State-owned POIC Sabah Sdn Bhd is determined to make a success of the “waste to wealth” philosophy with the mass utilisation of its oil palm biomass.
The company, which is responsible for the development of the Lahad Datu palm oil industrial cluster (POIC Lahad Datu), today signed a memorandum of understanding on the Joint Development of EFB (Empty Fruit Bunch) Treatment in the state of Sabah with Kuala Lumpur-based Golden Green Synergy Sdn Bhd (GGS) to boost the up-take of value-adding industries using oil palm biomass.

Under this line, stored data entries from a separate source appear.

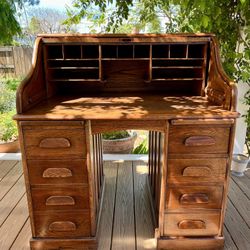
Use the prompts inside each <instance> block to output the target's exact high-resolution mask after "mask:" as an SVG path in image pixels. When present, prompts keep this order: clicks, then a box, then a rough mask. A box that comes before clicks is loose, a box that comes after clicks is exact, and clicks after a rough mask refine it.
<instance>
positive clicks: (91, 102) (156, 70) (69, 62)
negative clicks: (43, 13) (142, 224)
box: [14, 34, 239, 249]
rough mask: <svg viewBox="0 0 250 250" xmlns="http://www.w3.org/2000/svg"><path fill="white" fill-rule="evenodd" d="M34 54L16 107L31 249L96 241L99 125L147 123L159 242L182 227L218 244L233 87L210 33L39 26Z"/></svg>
mask: <svg viewBox="0 0 250 250" xmlns="http://www.w3.org/2000/svg"><path fill="white" fill-rule="evenodd" d="M33 58H34V59H33V69H32V71H31V73H30V74H29V76H28V77H27V78H26V79H25V80H24V81H23V82H22V84H21V86H20V88H19V90H18V93H17V115H16V116H15V117H14V118H15V119H16V120H18V126H19V134H20V141H21V151H22V157H23V169H24V175H25V183H26V189H27V197H28V203H29V212H30V217H31V226H32V235H33V239H32V241H31V246H32V248H34V249H40V248H39V247H40V245H39V244H41V245H43V246H46V247H47V246H49V247H52V248H57V249H59V248H65V247H66V248H68V247H69V246H68V245H67V244H66V239H69V238H71V242H72V244H73V246H74V248H75V249H81V246H80V244H84V246H83V247H86V249H88V248H89V249H92V248H93V249H95V248H96V245H95V244H96V243H97V242H96V236H97V233H98V228H97V227H98V218H99V217H100V211H101V203H102V198H101V197H102V190H103V183H104V177H103V176H104V174H103V159H102V140H101V133H103V132H106V131H112V130H120V129H147V130H149V131H150V132H149V184H150V186H151V194H152V200H153V203H154V205H153V207H154V213H155V217H156V218H157V223H156V224H157V225H156V227H157V228H156V231H155V232H156V238H158V239H159V240H158V249H161V248H166V249H171V247H170V248H169V247H168V246H167V244H165V243H163V241H166V242H168V241H169V242H174V243H173V246H174V244H176V249H178V247H180V246H183V244H185V242H188V243H187V249H188V248H189V246H190V242H191V241H189V239H184V238H185V237H189V236H191V237H194V239H192V240H194V241H193V242H195V243H194V244H195V245H197V242H199V240H200V238H202V239H203V240H204V241H203V242H208V244H209V247H210V246H211V247H212V246H214V247H217V246H218V247H220V246H221V245H222V244H223V243H222V242H223V241H222V240H221V238H220V239H219V240H217V239H218V237H220V236H222V235H223V234H222V228H223V218H224V213H225V204H226V195H227V190H228V174H229V165H230V161H231V155H232V141H233V138H234V126H235V118H237V117H238V115H239V114H238V113H237V112H236V95H237V89H236V87H235V84H234V83H233V82H231V81H230V80H229V79H228V78H227V76H226V75H225V73H224V71H223V69H222V67H221V63H220V59H219V54H218V44H217V41H216V39H215V37H214V36H213V35H211V34H166V35H109V34H105V35H67V36H62V35H44V36H40V37H39V38H38V39H37V41H36V46H35V50H34V57H33ZM126 171H129V170H128V169H127V170H126ZM126 171H124V172H123V171H121V173H120V172H119V173H120V174H119V176H121V177H123V178H125V177H126V174H125V172H126ZM123 175H124V176H123ZM119 178H120V177H119ZM131 185H134V184H133V183H131ZM131 195H132V193H131ZM118 198H119V199H118V201H119V202H120V203H121V204H122V197H118ZM114 222H115V227H116V228H119V225H118V222H117V220H116V218H114ZM131 225H132V224H131ZM116 236H117V237H115V239H117V240H118V238H119V237H120V236H122V233H119V234H117V235H116ZM118 236H119V237H118ZM169 236H171V237H175V238H176V240H174V241H170V238H169ZM179 236H180V237H182V241H178V237H179ZM38 237H40V239H38ZM86 237H87V238H86ZM183 237H184V238H183ZM216 237H217V238H216ZM50 238H53V241H51V240H50ZM77 238H78V239H77ZM64 239H65V244H66V245H65V244H64ZM89 240H90V241H91V240H92V241H91V242H94V243H93V244H94V245H91V244H92V243H90V242H89ZM206 240H207V241H206ZM77 242H78V243H79V244H78V243H77ZM175 242H176V243H175ZM211 242H212V243H211ZM218 242H219V243H218ZM85 243H86V244H85ZM217 243H218V244H217ZM170 246H171V244H170ZM202 249H206V248H205V245H202Z"/></svg>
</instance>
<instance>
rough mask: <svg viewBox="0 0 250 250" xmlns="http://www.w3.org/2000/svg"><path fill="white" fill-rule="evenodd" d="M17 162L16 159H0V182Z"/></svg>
mask: <svg viewBox="0 0 250 250" xmlns="http://www.w3.org/2000/svg"><path fill="white" fill-rule="evenodd" d="M17 163H18V161H2V162H1V164H0V182H1V181H2V179H3V178H4V176H5V175H6V174H8V172H9V171H10V170H11V169H12V168H13V167H14V166H15V165H16V164H17Z"/></svg>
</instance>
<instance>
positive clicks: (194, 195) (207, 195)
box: [180, 193, 209, 205]
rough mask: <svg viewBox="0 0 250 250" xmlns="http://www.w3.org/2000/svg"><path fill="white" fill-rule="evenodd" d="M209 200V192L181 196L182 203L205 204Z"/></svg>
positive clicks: (184, 203) (187, 194) (186, 203)
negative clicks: (205, 192) (208, 192)
mask: <svg viewBox="0 0 250 250" xmlns="http://www.w3.org/2000/svg"><path fill="white" fill-rule="evenodd" d="M208 202H209V197H208V195H207V194H200V193H197V194H183V195H182V196H181V198H180V204H183V205H188V204H201V203H202V204H204V203H208Z"/></svg>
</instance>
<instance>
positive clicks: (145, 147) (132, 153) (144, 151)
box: [132, 138, 148, 154]
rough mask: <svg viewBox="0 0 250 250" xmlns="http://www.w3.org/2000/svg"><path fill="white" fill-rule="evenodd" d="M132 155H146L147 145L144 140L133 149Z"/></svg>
mask: <svg viewBox="0 0 250 250" xmlns="http://www.w3.org/2000/svg"><path fill="white" fill-rule="evenodd" d="M132 154H148V143H147V139H146V138H145V139H144V140H143V141H142V142H141V144H139V145H138V146H137V147H136V148H134V149H133V151H132Z"/></svg>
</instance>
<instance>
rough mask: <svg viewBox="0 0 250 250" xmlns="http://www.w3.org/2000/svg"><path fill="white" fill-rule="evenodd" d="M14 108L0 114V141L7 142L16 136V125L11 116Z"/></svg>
mask: <svg viewBox="0 0 250 250" xmlns="http://www.w3.org/2000/svg"><path fill="white" fill-rule="evenodd" d="M15 113H16V111H15V110H12V111H9V112H6V113H3V114H0V141H4V142H8V141H12V140H14V139H16V138H17V126H16V122H15V121H13V119H12V117H13V115H14V114H15Z"/></svg>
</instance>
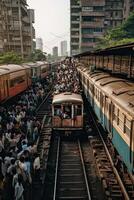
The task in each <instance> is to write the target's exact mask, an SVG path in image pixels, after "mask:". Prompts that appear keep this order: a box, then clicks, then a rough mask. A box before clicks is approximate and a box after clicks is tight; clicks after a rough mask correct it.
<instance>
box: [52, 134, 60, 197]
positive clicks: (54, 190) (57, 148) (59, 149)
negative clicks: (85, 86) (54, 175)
mask: <svg viewBox="0 0 134 200" xmlns="http://www.w3.org/2000/svg"><path fill="white" fill-rule="evenodd" d="M59 151H60V137H59V138H58V148H57V156H56V170H55V181H54V194H53V200H55V199H56V189H57V176H58V165H59Z"/></svg>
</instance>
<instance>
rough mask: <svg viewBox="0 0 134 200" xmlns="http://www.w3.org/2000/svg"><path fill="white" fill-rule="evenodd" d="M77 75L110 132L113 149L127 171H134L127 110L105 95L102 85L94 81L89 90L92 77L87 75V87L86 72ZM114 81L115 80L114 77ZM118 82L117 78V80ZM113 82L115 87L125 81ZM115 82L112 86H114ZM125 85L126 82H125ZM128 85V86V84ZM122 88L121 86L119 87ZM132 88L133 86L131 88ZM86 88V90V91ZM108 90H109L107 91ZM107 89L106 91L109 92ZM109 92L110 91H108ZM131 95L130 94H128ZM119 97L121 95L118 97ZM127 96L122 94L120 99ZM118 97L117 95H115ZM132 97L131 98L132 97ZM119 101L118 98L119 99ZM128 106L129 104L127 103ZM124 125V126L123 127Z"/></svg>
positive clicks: (131, 130)
mask: <svg viewBox="0 0 134 200" xmlns="http://www.w3.org/2000/svg"><path fill="white" fill-rule="evenodd" d="M79 75H80V79H81V83H82V87H83V89H84V93H85V95H86V96H87V98H89V99H88V100H89V102H90V103H91V106H92V107H93V109H94V111H95V113H96V115H97V117H98V120H99V121H100V122H101V124H102V126H103V127H104V128H105V129H106V130H107V131H108V132H109V133H110V134H111V137H112V143H113V145H114V147H115V149H116V150H117V151H118V153H119V155H120V157H121V159H122V160H123V161H124V163H125V164H126V166H127V168H128V170H129V172H134V122H133V118H132V117H131V116H130V114H129V115H128V113H127V111H125V110H124V107H125V106H123V108H121V107H119V106H117V104H116V101H114V97H113V100H111V97H110V98H109V96H107V95H106V93H105V92H104V88H103V86H102V87H101V90H99V89H100V88H98V86H97V84H96V82H94V92H93V91H92V90H91V87H90V84H92V78H91V77H90V76H89V77H88V80H89V86H88V87H87V85H88V84H87V85H86V82H87V81H86V82H85V81H84V80H85V78H83V77H86V76H87V74H86V73H84V72H83V71H82V70H81V71H80V70H79ZM114 81H117V80H115V79H114ZM118 82H119V80H118ZM118 82H117V83H115V84H116V85H117V88H120V87H119V86H121V85H123V84H124V87H125V83H123V82H121V83H118ZM115 84H113V86H114V87H115ZM126 85H127V83H126ZM128 87H129V86H128ZM121 88H123V86H122V87H121ZM132 89H133V88H132ZM87 90H88V91H87ZM109 92H110V91H109ZM109 92H108V90H107V93H109ZM109 94H110V93H109ZM130 97H131V96H130ZM120 98H121V97H120ZM125 98H129V97H127V96H126V97H125V93H124V96H122V99H125ZM116 99H118V95H117V96H116ZM132 99H133V98H132ZM119 102H120V100H119ZM127 105H128V106H129V104H127ZM115 107H118V112H117V113H118V116H117V117H116V116H115V115H116V113H115ZM121 119H123V121H124V120H125V121H124V124H123V123H121V121H120V120H121ZM123 126H124V128H123Z"/></svg>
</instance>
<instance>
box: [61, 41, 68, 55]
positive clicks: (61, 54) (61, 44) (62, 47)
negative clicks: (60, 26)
mask: <svg viewBox="0 0 134 200" xmlns="http://www.w3.org/2000/svg"><path fill="white" fill-rule="evenodd" d="M61 56H67V41H66V40H64V41H61Z"/></svg>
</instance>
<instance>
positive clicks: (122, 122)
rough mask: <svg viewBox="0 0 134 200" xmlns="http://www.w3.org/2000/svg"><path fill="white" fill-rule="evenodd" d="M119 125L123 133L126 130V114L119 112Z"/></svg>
mask: <svg viewBox="0 0 134 200" xmlns="http://www.w3.org/2000/svg"><path fill="white" fill-rule="evenodd" d="M118 125H119V127H120V129H121V130H122V131H123V130H124V114H123V113H122V112H121V111H119V118H118Z"/></svg>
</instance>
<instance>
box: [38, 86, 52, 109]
mask: <svg viewBox="0 0 134 200" xmlns="http://www.w3.org/2000/svg"><path fill="white" fill-rule="evenodd" d="M51 92H52V89H51V90H50V91H49V92H48V94H47V95H46V96H45V98H44V99H43V101H42V102H41V104H40V105H39V106H38V107H37V109H36V112H38V111H39V109H40V108H41V106H42V105H43V104H44V103H45V101H47V99H48V97H49V96H50V94H51Z"/></svg>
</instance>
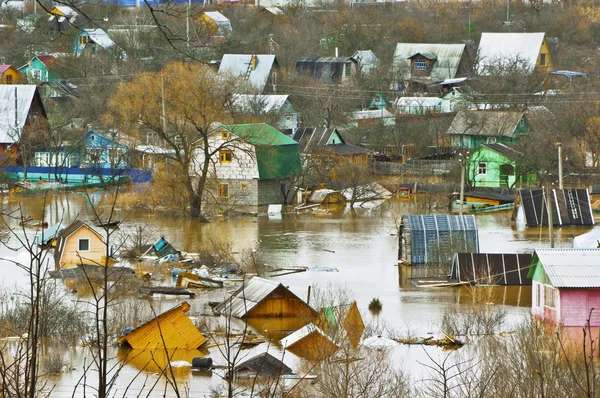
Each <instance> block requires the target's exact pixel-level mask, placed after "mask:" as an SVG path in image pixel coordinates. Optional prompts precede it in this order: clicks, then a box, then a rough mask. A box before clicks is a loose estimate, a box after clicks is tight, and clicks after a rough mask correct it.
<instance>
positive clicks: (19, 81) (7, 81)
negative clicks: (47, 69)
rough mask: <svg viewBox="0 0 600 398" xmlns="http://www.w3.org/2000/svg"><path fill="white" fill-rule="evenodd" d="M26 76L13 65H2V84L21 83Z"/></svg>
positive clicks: (1, 75)
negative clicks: (22, 74) (17, 69)
mask: <svg viewBox="0 0 600 398" xmlns="http://www.w3.org/2000/svg"><path fill="white" fill-rule="evenodd" d="M23 80H24V76H23V75H22V74H21V73H19V71H18V70H17V68H15V67H14V66H12V65H0V84H21V83H23Z"/></svg>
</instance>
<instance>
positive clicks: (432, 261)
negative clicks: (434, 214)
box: [398, 215, 479, 265]
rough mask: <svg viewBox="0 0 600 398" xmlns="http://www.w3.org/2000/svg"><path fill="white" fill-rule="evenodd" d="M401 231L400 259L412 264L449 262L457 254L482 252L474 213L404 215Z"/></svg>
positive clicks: (402, 222)
mask: <svg viewBox="0 0 600 398" xmlns="http://www.w3.org/2000/svg"><path fill="white" fill-rule="evenodd" d="M399 232H400V233H399V245H398V260H399V261H400V262H404V263H407V264H410V265H448V264H451V263H452V258H453V257H454V253H458V252H465V253H479V234H478V232H477V223H476V222H475V216H473V215H464V216H452V215H409V216H403V217H402V220H401V223H400V231H399Z"/></svg>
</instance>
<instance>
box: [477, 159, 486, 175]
mask: <svg viewBox="0 0 600 398" xmlns="http://www.w3.org/2000/svg"><path fill="white" fill-rule="evenodd" d="M482 165H483V166H482ZM482 170H483V172H482ZM477 175H478V176H479V175H481V176H485V175H487V162H477Z"/></svg>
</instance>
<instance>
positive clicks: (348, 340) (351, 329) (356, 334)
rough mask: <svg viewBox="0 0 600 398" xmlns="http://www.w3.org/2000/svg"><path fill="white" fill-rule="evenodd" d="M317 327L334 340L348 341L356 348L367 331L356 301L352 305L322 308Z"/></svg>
mask: <svg viewBox="0 0 600 398" xmlns="http://www.w3.org/2000/svg"><path fill="white" fill-rule="evenodd" d="M315 325H316V326H317V327H318V328H319V329H321V330H322V331H323V332H325V333H327V334H328V335H329V336H330V337H332V339H333V340H335V341H345V340H347V341H348V342H349V343H350V344H351V345H352V346H353V347H354V348H356V347H357V346H358V343H359V342H360V338H361V337H362V334H363V332H364V331H365V323H364V321H363V319H362V316H361V315H360V311H359V310H358V306H357V305H356V300H355V301H353V302H352V303H351V304H345V305H337V306H332V307H325V308H322V309H321V311H320V312H319V317H318V318H317V320H316V321H315Z"/></svg>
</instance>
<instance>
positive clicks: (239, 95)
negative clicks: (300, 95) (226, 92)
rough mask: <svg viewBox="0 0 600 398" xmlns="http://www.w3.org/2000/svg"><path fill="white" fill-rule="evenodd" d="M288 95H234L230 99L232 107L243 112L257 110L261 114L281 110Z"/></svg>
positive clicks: (284, 103) (285, 102) (269, 112)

GGS is in the forefront of biomass utilisation in Malaysia. It has been exporting fibres from empty oil palm fruit bunches and is involved with Malaysia Palm Oil Board in a pilot project in Perak to produce pellets from palm fibres and palm kernel shells. It has also invested in producing renewable energy from palm oil mill effluent.
According to a statement issued by POIC Sabah Sdn Bhd, here, today the collaboration with GGS is POIC Sabah’s continuing efforts to realise the billion-ringgit economic potential in oil palm biomass. The company had earlier this year initiated a scheme to procure 300,000 tons of biomass per year to ensure supply security for investors.
The signing in Kuala Lumpur today (Aug 25) bound both parties to jointly develop a feasible process and mechanism for the pre-treatment of empty fruit bunches in Sabah, promote and develop the pelletizing technology to enhance the
operations of palm oil mills in Sabah and to stimulate biomass investment opportunities in Sabah.
Chief executive officer of POIC Sabah and Director of POIC Trading Sdn Bhd, Dr Pang Teck Wai said the market for renewable feedstock such as fuel for power generation or fibre for household beddings and furniture can clearly be seen in the millions of tons ordered by Europe and Japan.
He sees the biomass sector growing to take centre-stage along with palm oil as the world’s hunger for resources intensifies.
He likened it to soya beans which were originally cultivated as a raw material for animal feed. Soybean oil which was then considered a by-product is today a strategic commodity and one of the most important vegetable oils in the world.
“The potential economic benefits which can be derived from oil palm biomass are just waiting to be maximised,” Pang added.